NEW ORLEANS (WVUE) - Now that Mardi Gras is over and the parish positivity rate is below 5 percent, New Orleans bars and breweries are allowed to open up inside to 25 percent capacity.

“The ball has been moved so many times that you’re really apprehensive about getting too excited or committing too many resources to a particular path of action, because you never know when you might have to back off or completely shut down operations because the numbers have changed,” Owner of Second Line Brewing, Mark Logan said.

It’s a mixture between relief and cautious optimism for Logan. He’s happy to be able to let people come inside again when it either gets to cold, rainy or windy. Switching to all outdoors definitely shifted business.

“It was a pivot, you know, we had to change,” Logan said. “We noticed a loss of sales to the distributors keg beer wasn’t moving like it was at one time. Everybody moved to cans. We saw an increase in people picking up cans here, but you know it was a little more of a subdued crowd people are naturally apprehensive about gathering.”

As both a manufacturer and establishment, Logan is happy other bars will be able to open inside, hoping draft beer sales will go up.

But for other local breweries, distribution isn’t a big focus.

“A lot of those breweries survive on taproom sales, because there’s not a lot of money in distribution even for the big guys, and so for the survival of breweries really, the taproom sales are really important,” Owner and Head Brewer at Parleaux Beer Lab said.

Jensen says even though they don’t feel they can open their inside space safely yet, 25-percent capacity in a taproom is a huge deal for a lot of local spots who had to shift their business.
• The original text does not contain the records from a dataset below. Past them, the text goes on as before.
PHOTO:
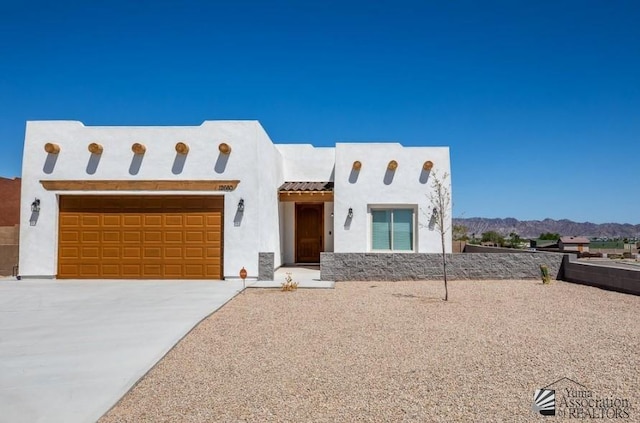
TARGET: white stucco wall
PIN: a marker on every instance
(250, 146)
(266, 225)
(373, 186)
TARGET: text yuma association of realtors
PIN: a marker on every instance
(576, 403)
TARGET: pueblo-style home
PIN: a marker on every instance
(202, 202)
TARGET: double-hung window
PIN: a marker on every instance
(391, 229)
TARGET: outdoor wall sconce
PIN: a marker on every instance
(95, 148)
(138, 148)
(182, 148)
(224, 148)
(52, 148)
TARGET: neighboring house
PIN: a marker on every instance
(9, 224)
(574, 243)
(202, 202)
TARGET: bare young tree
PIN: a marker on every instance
(440, 202)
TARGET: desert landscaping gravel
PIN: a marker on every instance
(395, 352)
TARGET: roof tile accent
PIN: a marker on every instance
(306, 186)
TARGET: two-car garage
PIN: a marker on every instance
(140, 237)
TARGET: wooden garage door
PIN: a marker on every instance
(140, 237)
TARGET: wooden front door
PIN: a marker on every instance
(309, 230)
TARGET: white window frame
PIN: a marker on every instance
(392, 207)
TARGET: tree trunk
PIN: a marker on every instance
(444, 268)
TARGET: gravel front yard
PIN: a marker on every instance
(394, 352)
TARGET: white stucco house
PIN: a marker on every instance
(202, 202)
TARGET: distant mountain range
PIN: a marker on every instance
(533, 228)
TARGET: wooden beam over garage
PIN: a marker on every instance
(112, 185)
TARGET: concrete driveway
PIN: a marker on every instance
(69, 350)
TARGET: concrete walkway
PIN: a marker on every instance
(69, 350)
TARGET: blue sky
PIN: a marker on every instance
(539, 101)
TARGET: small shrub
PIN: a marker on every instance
(289, 284)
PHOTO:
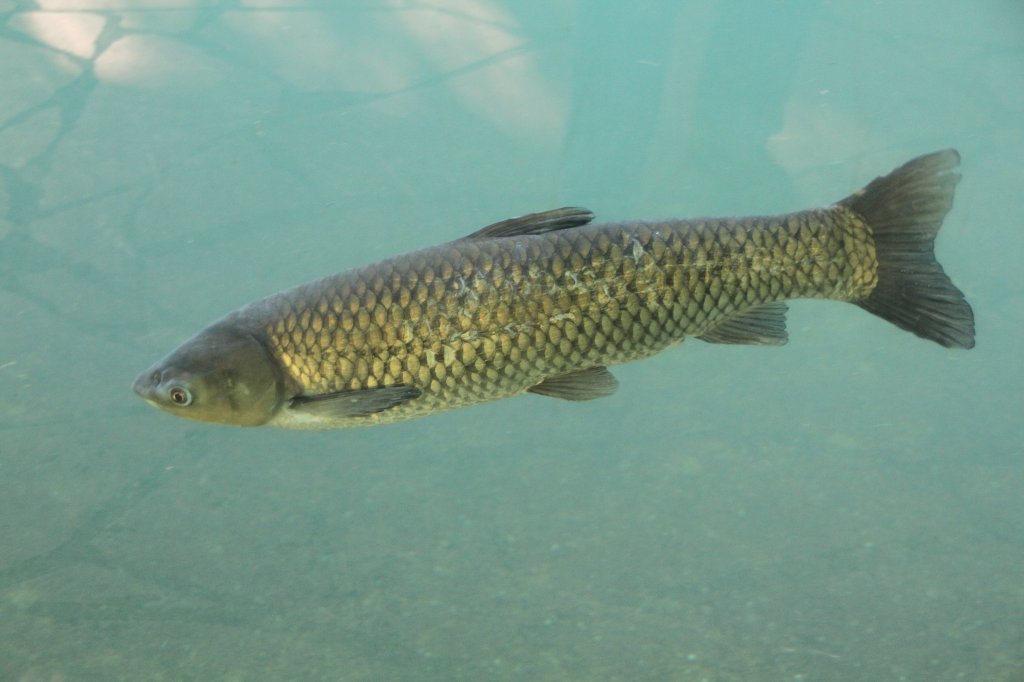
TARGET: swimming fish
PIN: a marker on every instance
(545, 302)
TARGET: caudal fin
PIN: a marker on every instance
(905, 210)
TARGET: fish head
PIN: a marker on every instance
(223, 375)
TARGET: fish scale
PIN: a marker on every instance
(473, 321)
(546, 302)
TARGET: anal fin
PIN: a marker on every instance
(586, 384)
(762, 325)
(359, 402)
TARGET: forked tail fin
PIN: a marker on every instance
(905, 210)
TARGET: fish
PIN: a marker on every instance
(544, 303)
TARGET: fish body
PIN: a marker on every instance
(546, 302)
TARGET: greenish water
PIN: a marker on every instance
(847, 507)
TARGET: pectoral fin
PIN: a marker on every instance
(764, 325)
(360, 402)
(586, 384)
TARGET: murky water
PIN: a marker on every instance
(847, 507)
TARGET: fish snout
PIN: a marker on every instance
(145, 385)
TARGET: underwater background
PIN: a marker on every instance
(847, 507)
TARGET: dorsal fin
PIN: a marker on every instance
(763, 325)
(536, 223)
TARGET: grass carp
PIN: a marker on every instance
(545, 302)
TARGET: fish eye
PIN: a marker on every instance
(180, 395)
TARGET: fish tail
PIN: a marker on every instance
(904, 211)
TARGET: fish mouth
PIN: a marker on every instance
(143, 386)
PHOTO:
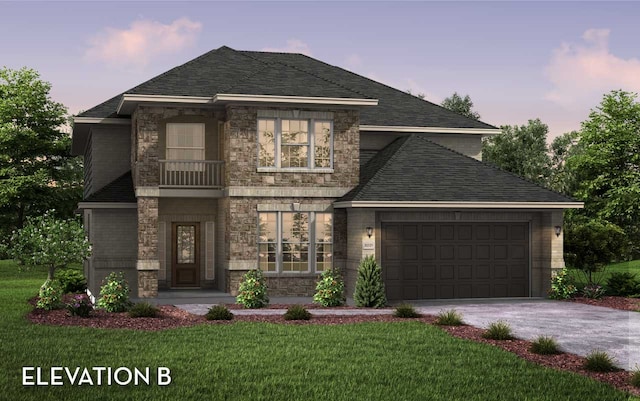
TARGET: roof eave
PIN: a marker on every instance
(434, 130)
(458, 205)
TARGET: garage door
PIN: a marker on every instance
(455, 260)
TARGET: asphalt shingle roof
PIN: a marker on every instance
(226, 70)
(118, 190)
(412, 168)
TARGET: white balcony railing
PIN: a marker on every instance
(192, 174)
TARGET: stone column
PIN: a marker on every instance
(148, 263)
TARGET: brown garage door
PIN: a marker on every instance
(455, 260)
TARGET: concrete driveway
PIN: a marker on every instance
(578, 328)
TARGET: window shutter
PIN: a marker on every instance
(209, 253)
(162, 253)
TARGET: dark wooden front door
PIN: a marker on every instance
(185, 266)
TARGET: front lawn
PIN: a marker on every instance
(258, 361)
(632, 267)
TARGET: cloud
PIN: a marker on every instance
(583, 72)
(293, 46)
(353, 61)
(141, 42)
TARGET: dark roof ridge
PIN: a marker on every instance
(306, 72)
(387, 162)
(494, 167)
(158, 77)
(391, 87)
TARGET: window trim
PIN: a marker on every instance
(311, 145)
(312, 242)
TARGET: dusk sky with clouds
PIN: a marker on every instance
(517, 60)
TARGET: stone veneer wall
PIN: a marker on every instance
(240, 246)
(241, 217)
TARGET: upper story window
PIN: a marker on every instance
(185, 141)
(290, 143)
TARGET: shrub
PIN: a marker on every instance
(219, 312)
(561, 286)
(330, 289)
(253, 290)
(623, 284)
(405, 311)
(544, 346)
(635, 377)
(114, 293)
(369, 290)
(297, 312)
(599, 361)
(50, 295)
(593, 291)
(498, 331)
(71, 280)
(79, 305)
(449, 317)
(144, 309)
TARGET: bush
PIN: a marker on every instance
(79, 305)
(50, 295)
(561, 286)
(593, 291)
(498, 331)
(143, 309)
(635, 377)
(623, 284)
(297, 312)
(449, 317)
(114, 293)
(71, 280)
(330, 289)
(544, 346)
(253, 290)
(599, 361)
(219, 312)
(405, 311)
(369, 290)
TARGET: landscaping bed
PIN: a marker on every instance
(172, 317)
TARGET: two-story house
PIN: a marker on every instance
(240, 160)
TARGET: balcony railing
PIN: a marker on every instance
(192, 174)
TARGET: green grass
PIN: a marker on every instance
(258, 361)
(632, 266)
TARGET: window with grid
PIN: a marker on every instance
(185, 143)
(295, 143)
(295, 242)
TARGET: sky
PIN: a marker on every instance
(516, 60)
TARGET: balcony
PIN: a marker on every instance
(192, 174)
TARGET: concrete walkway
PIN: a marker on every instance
(577, 328)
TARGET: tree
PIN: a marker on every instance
(591, 244)
(460, 105)
(48, 242)
(562, 149)
(521, 150)
(369, 290)
(37, 172)
(607, 167)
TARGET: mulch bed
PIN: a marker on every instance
(173, 317)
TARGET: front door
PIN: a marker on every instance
(185, 266)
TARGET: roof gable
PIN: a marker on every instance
(414, 169)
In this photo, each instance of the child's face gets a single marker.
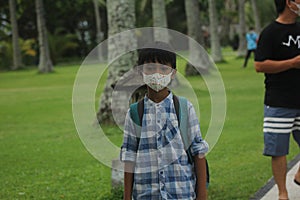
(152, 68)
(157, 76)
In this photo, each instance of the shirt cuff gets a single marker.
(128, 156)
(199, 147)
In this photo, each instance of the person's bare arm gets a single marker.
(200, 169)
(272, 66)
(128, 180)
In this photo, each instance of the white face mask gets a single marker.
(298, 6)
(157, 81)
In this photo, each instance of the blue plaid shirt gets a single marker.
(162, 170)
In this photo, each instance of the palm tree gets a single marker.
(98, 21)
(160, 20)
(45, 63)
(194, 31)
(242, 29)
(216, 51)
(256, 16)
(121, 17)
(17, 59)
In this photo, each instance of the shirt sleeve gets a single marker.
(264, 47)
(130, 141)
(198, 144)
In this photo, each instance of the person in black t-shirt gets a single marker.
(278, 56)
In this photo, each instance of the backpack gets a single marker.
(180, 104)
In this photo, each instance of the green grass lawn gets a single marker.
(42, 156)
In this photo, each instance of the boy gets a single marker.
(278, 56)
(155, 162)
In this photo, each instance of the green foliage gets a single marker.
(28, 52)
(62, 44)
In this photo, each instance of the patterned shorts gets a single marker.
(279, 123)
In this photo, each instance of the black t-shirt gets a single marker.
(280, 42)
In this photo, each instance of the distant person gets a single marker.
(156, 163)
(251, 38)
(278, 56)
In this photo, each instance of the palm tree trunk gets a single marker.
(160, 20)
(242, 30)
(45, 63)
(121, 17)
(216, 51)
(17, 59)
(256, 16)
(195, 32)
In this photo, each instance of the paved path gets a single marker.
(270, 191)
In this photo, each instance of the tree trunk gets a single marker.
(98, 22)
(160, 20)
(45, 63)
(256, 16)
(216, 51)
(194, 31)
(227, 21)
(121, 17)
(17, 59)
(242, 30)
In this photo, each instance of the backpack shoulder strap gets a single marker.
(180, 104)
(136, 113)
(183, 119)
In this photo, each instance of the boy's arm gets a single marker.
(200, 170)
(272, 66)
(128, 180)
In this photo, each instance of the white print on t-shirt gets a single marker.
(291, 39)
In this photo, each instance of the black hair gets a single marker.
(280, 5)
(158, 51)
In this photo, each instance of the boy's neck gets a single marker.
(158, 96)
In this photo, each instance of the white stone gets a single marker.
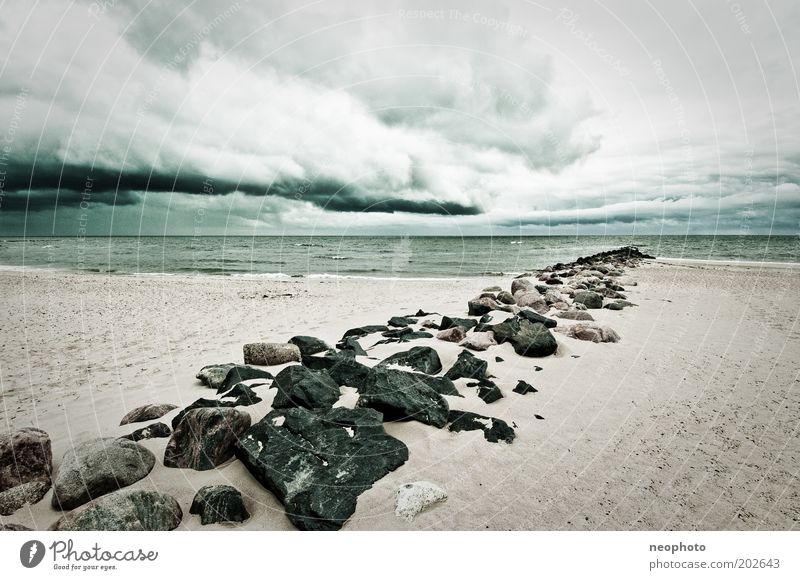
(412, 498)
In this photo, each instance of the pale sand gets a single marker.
(690, 422)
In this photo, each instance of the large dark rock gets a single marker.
(420, 358)
(299, 386)
(400, 396)
(154, 431)
(242, 395)
(350, 343)
(147, 413)
(488, 391)
(365, 330)
(25, 456)
(223, 376)
(465, 323)
(219, 504)
(21, 495)
(97, 467)
(533, 339)
(270, 353)
(341, 366)
(467, 366)
(494, 430)
(532, 316)
(309, 344)
(318, 462)
(523, 388)
(400, 321)
(588, 298)
(129, 510)
(204, 438)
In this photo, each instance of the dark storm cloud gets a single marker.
(75, 184)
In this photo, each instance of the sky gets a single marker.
(399, 117)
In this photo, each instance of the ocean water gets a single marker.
(379, 257)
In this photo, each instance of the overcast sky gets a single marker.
(351, 117)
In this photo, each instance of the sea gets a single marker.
(366, 256)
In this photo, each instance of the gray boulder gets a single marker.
(589, 299)
(25, 456)
(309, 344)
(318, 462)
(130, 510)
(299, 386)
(97, 467)
(147, 413)
(399, 396)
(270, 353)
(204, 438)
(533, 339)
(420, 358)
(219, 504)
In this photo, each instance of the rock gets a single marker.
(147, 413)
(400, 397)
(589, 299)
(25, 456)
(452, 334)
(400, 321)
(14, 528)
(467, 366)
(204, 438)
(521, 284)
(420, 358)
(298, 386)
(23, 494)
(590, 332)
(488, 391)
(506, 329)
(575, 315)
(242, 395)
(479, 340)
(533, 339)
(533, 300)
(318, 462)
(154, 431)
(219, 504)
(465, 323)
(129, 510)
(343, 369)
(494, 430)
(309, 344)
(97, 467)
(532, 316)
(524, 388)
(270, 353)
(506, 298)
(481, 306)
(351, 343)
(412, 498)
(222, 377)
(365, 330)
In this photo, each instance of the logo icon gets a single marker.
(31, 553)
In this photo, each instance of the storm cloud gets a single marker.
(403, 116)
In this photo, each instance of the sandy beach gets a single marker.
(691, 421)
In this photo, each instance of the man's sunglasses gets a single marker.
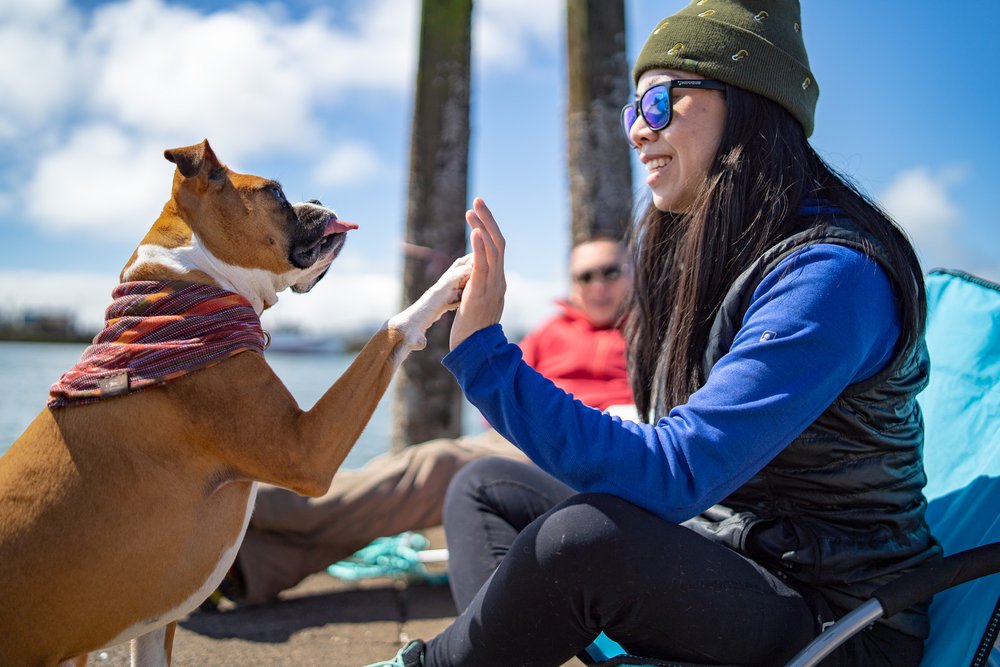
(655, 104)
(605, 273)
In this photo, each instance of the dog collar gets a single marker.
(156, 332)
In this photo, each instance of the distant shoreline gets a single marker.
(44, 337)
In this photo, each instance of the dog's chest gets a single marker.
(202, 591)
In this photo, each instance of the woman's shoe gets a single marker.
(411, 655)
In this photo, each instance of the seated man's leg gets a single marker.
(291, 536)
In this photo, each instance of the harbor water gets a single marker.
(27, 370)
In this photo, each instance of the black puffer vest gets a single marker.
(839, 511)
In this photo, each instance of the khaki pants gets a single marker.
(291, 536)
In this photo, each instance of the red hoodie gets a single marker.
(583, 360)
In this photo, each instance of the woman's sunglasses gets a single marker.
(655, 104)
(605, 273)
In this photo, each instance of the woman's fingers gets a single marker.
(483, 296)
(488, 222)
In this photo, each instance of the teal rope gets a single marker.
(395, 556)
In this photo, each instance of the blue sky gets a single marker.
(319, 96)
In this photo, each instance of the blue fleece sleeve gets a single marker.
(824, 319)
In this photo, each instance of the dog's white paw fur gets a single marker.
(442, 296)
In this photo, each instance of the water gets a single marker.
(27, 370)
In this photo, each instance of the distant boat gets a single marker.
(294, 339)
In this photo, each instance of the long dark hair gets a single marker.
(685, 263)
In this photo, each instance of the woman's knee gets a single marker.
(583, 529)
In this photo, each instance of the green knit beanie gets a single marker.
(752, 44)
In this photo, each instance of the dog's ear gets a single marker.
(193, 160)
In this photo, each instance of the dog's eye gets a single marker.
(279, 194)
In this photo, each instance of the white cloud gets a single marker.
(347, 164)
(101, 182)
(505, 31)
(249, 79)
(920, 201)
(91, 107)
(40, 67)
(85, 295)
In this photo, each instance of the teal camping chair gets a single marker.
(961, 408)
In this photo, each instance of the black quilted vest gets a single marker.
(839, 511)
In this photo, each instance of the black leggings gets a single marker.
(538, 571)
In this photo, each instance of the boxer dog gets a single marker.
(124, 502)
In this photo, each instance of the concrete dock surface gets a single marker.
(323, 621)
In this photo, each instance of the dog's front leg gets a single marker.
(303, 450)
(442, 296)
(153, 649)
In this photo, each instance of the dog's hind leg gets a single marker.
(153, 649)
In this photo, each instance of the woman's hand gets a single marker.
(482, 298)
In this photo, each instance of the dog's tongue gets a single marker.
(335, 226)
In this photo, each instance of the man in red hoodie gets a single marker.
(581, 349)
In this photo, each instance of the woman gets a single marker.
(776, 347)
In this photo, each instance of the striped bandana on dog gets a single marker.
(156, 332)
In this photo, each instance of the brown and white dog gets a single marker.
(119, 517)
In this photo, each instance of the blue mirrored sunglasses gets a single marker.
(655, 104)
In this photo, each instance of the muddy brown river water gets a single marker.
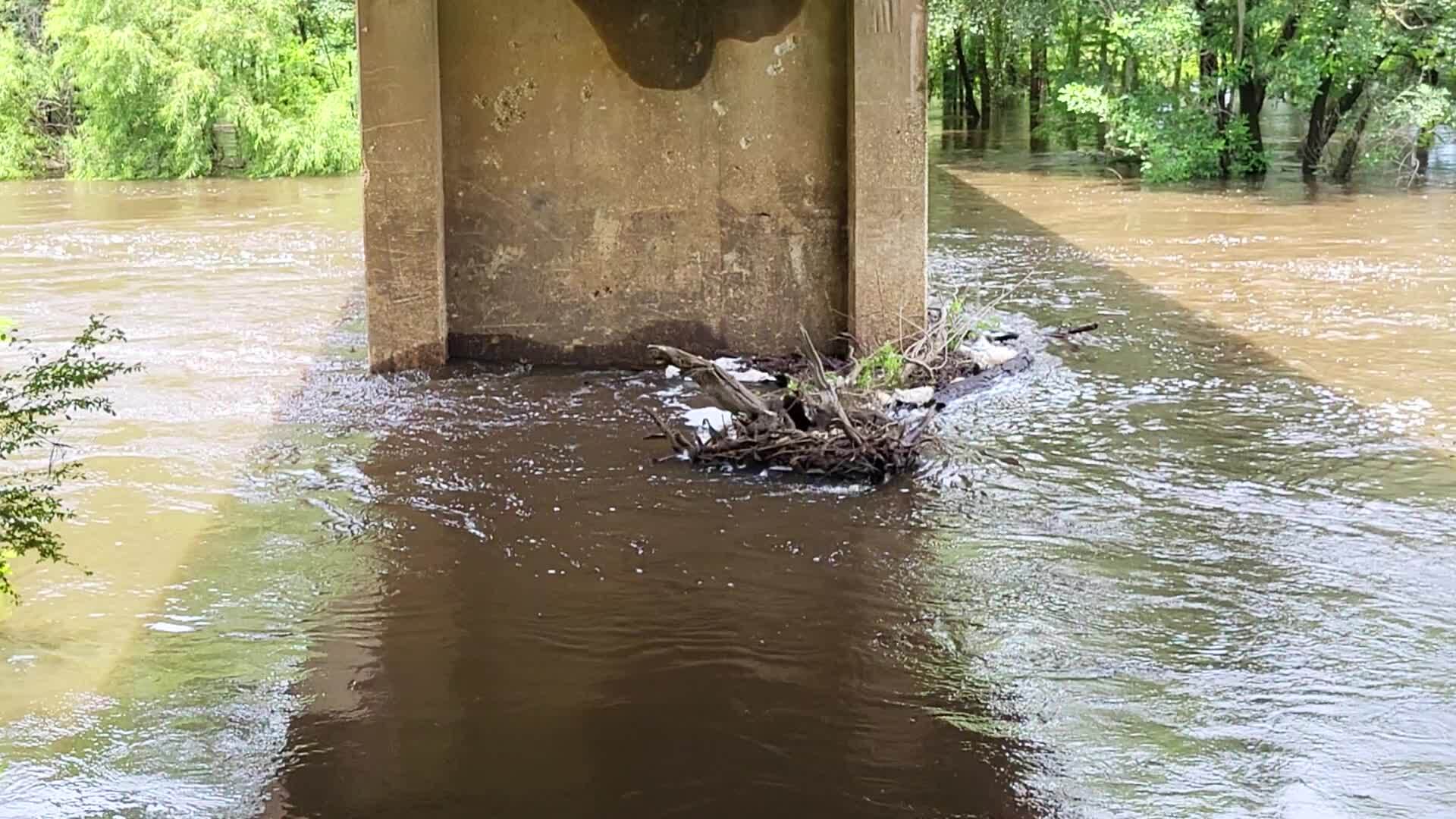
(1206, 570)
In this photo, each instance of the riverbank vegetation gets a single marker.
(1178, 86)
(36, 398)
(178, 88)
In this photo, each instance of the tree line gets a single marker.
(178, 88)
(1178, 86)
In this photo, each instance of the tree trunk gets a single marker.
(984, 72)
(1324, 121)
(1037, 88)
(1251, 107)
(1318, 134)
(963, 72)
(1072, 66)
(1209, 69)
(1104, 71)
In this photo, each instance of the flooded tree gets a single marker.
(178, 88)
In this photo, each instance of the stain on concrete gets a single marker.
(510, 104)
(670, 44)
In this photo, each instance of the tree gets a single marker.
(146, 88)
(36, 398)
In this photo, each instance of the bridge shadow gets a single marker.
(571, 632)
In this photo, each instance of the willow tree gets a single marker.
(36, 398)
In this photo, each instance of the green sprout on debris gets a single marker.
(883, 371)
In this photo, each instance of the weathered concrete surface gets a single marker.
(631, 171)
(570, 180)
(887, 178)
(403, 229)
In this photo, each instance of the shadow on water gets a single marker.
(574, 632)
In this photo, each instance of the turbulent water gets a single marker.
(1199, 564)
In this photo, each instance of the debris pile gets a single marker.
(862, 419)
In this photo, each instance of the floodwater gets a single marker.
(1197, 566)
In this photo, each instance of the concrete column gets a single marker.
(887, 169)
(403, 196)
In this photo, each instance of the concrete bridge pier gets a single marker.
(566, 181)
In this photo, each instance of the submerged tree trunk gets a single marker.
(1209, 86)
(1104, 71)
(1324, 121)
(1074, 66)
(963, 72)
(1037, 88)
(1251, 108)
(1427, 136)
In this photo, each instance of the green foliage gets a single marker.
(1172, 142)
(34, 401)
(883, 371)
(147, 85)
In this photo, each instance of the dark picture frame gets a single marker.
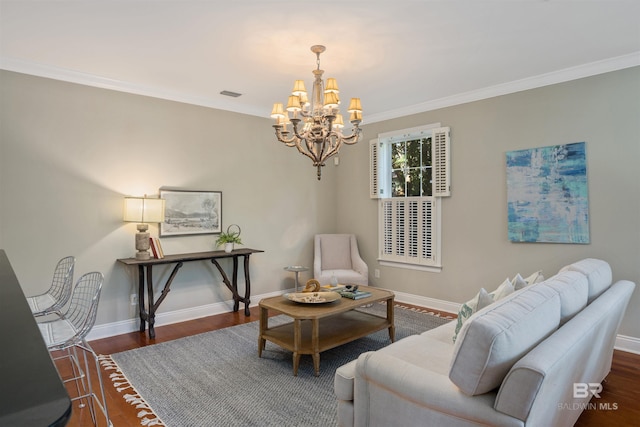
(191, 212)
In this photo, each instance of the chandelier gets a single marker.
(319, 136)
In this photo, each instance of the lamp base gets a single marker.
(142, 245)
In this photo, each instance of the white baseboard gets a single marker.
(436, 304)
(623, 342)
(628, 344)
(132, 325)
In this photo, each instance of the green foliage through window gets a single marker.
(411, 168)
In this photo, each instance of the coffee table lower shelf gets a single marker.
(332, 331)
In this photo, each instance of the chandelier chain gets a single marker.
(320, 136)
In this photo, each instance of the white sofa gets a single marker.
(514, 362)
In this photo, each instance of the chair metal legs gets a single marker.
(82, 378)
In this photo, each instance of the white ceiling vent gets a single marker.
(229, 93)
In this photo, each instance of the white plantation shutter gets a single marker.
(409, 227)
(407, 231)
(441, 163)
(374, 172)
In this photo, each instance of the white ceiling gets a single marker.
(400, 57)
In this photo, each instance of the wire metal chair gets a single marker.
(59, 293)
(68, 334)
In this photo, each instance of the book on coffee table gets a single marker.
(355, 294)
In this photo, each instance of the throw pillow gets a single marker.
(536, 277)
(480, 301)
(503, 290)
(519, 282)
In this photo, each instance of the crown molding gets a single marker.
(568, 74)
(561, 76)
(72, 76)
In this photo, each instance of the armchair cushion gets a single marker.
(336, 252)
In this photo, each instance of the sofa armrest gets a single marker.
(386, 385)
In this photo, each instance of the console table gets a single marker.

“We relied on distribution, we had to put all of our products in almost cans because keg sales went away, but what that meant around the country, is there was a can shortage, so just getting your hands on cans to package your beer is become hard. It’s still is hard,” Jensen said.

For now, Jensen and Logan will toast to a step towards normalcy and hope the public will do their part to keep positivity rates down.

“It feels like we’re living in purgatory right now and it’ll be nice when we can kind of crawl out of that,” Jensen said.

The City said this will last for a minimum of three weeks until it is time to reevaluate where we are with the positivity rate.

Bars and breweries still have to stop serving at 11.